L’artiste d’origine italienne revient sur le cœur de son travail de sculpture. Même si pour lui, les mots ne peuvent répondre convenablement au travail de la sculpture, son témoignage oral nous éclaire sur la recherche de l’émerveillement, à l’origine de son œuvre. Puis, évoquant sa toute première intervention artistique, il convoque le sens tactile. Vient ensuite le souffle qui influe sur les feuilles (« Ce sont des sculptures automatiques que font inconsciemment tous les êtres vivants » suggère-t-il). L’empreinte est aussi porteuse de sens dans ses travaux.

Penone observe avec attention les structures fluides d’où l’appellation « sculptures fluides ». Ses œuvres mettent en évidence la croissance, un mouvement où force de gravité et force de la lumière s’allient. Telles en témoignent ses œuvres créées pour le parc des sculptures fluides à la Venaria Reale, près de Turin. S’il utilise le bronze comme matière semblable au végétal, le marbre, dit-il, l’amène à révéler un réseau de veines. En somme, attentif aux arbres et aux feuilles, il expérimente de nombreux gestes et tend à exprimer leur temporalité. Ainsi, l’interaction entre l’homme et les éléments naturels se donne à voir.

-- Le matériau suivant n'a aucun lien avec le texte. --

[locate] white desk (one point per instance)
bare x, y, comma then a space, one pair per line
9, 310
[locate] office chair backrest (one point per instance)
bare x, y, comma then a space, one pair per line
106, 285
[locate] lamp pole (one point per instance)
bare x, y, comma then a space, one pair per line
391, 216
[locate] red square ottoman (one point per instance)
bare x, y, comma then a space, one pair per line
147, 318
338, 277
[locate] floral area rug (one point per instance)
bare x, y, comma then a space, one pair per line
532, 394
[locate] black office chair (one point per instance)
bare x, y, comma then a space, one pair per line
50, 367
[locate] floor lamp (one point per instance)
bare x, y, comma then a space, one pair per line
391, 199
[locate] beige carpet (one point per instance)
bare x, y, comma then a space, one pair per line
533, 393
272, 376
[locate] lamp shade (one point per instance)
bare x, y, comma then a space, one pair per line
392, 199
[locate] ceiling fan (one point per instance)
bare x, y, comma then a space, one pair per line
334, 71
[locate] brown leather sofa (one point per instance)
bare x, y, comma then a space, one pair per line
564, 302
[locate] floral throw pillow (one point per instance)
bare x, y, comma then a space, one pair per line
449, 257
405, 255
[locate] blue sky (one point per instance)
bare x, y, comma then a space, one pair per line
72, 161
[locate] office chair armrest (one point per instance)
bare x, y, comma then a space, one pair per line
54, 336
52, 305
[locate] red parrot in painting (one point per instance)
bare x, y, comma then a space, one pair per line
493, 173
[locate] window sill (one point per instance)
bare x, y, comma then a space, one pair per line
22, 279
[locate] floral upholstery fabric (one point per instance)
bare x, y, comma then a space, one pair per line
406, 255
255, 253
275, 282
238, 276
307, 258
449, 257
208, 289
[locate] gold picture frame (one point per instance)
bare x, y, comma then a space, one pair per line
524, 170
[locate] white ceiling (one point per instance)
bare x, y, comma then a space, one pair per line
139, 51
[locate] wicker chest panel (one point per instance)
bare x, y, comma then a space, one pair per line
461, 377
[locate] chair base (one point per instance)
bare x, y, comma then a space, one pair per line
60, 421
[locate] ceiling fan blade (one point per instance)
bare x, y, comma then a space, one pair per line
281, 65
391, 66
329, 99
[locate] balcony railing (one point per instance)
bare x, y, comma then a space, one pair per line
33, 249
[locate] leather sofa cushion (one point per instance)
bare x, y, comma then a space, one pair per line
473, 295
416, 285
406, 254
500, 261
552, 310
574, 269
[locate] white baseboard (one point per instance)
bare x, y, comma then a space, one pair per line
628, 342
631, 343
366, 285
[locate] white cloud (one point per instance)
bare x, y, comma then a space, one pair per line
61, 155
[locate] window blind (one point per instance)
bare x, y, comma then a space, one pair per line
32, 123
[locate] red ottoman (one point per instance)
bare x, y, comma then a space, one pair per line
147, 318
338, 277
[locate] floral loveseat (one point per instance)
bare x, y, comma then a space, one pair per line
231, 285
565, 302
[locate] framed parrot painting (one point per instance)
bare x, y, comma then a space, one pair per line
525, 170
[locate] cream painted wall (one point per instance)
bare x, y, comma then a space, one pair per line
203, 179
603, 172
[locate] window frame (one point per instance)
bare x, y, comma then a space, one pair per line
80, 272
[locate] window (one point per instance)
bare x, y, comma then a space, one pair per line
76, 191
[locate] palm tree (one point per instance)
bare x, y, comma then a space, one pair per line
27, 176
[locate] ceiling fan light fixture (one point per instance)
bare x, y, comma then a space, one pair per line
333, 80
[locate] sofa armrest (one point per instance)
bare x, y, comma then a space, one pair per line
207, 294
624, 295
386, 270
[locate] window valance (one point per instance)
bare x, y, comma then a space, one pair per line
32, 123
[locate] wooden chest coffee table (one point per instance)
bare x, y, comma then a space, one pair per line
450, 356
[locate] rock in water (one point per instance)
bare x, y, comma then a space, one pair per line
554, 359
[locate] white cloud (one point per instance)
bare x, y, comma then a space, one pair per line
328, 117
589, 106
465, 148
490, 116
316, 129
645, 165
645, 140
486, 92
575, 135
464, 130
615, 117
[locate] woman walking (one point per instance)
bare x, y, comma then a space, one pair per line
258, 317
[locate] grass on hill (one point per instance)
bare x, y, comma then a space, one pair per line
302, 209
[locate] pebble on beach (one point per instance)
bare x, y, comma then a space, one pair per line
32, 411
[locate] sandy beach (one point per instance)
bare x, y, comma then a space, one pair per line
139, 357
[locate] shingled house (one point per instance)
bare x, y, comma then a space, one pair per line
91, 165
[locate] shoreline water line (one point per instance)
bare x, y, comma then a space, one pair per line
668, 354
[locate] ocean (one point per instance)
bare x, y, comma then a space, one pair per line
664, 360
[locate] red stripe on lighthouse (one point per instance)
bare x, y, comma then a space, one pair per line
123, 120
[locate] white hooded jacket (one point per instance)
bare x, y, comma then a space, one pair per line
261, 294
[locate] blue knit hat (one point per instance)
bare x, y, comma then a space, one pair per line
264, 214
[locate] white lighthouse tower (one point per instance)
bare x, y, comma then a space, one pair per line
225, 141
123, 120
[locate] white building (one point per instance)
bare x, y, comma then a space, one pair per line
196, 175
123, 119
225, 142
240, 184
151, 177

D’autres notions émergent notamment au travers d’un échange. Le sculpteur revient sur le temps propre à la sculpture. « Mon travail est une réflexion sur les éléments de la vie de tous les jours » affirme-t-il. Il poursuit ses réponses en précisant la relation avec les éléments de la nature. Il confie les utiliser afin de réfléchir autrement la question de la sculpture. De même, pour l’artiste, l’installation d’une sculpture à l’extérieur implique toujours un questionnement sur les proportions.

Les écrits et les travaux de Penone ouvrent la voie à une connexion profonde entre un travail de sculpture et les éléments naturels. Ses propos résonnent avec l’actualité de pratiques artistiques à partir desquelles nous pouvons envisager des relations avec le vivant, comme co-créateur de l’œuvre.
À mon tour de vous partager cette lecture et au-delà, de vous transmettre mes expériences de proximité avec cette œuvre. Je me revois le pas assuré et le regard averti, parcourant les parcs de sculptures où celles de l’artiste, parfois, faisaient corps avec la végétation alentour. Mon approche des éléments naturels, des jardins, lieux de rêverie, de contemplation, d’attention et d’apprentissage me guide vers les interventions sculpturales de Penone. Je vous invite maintenant, à écouter les sons de la nature, à marcher là où les êtres vivants et les pierres vous indiqueront un possible chemin. Suivez votre intuition et la vie n’en sera que plus belle.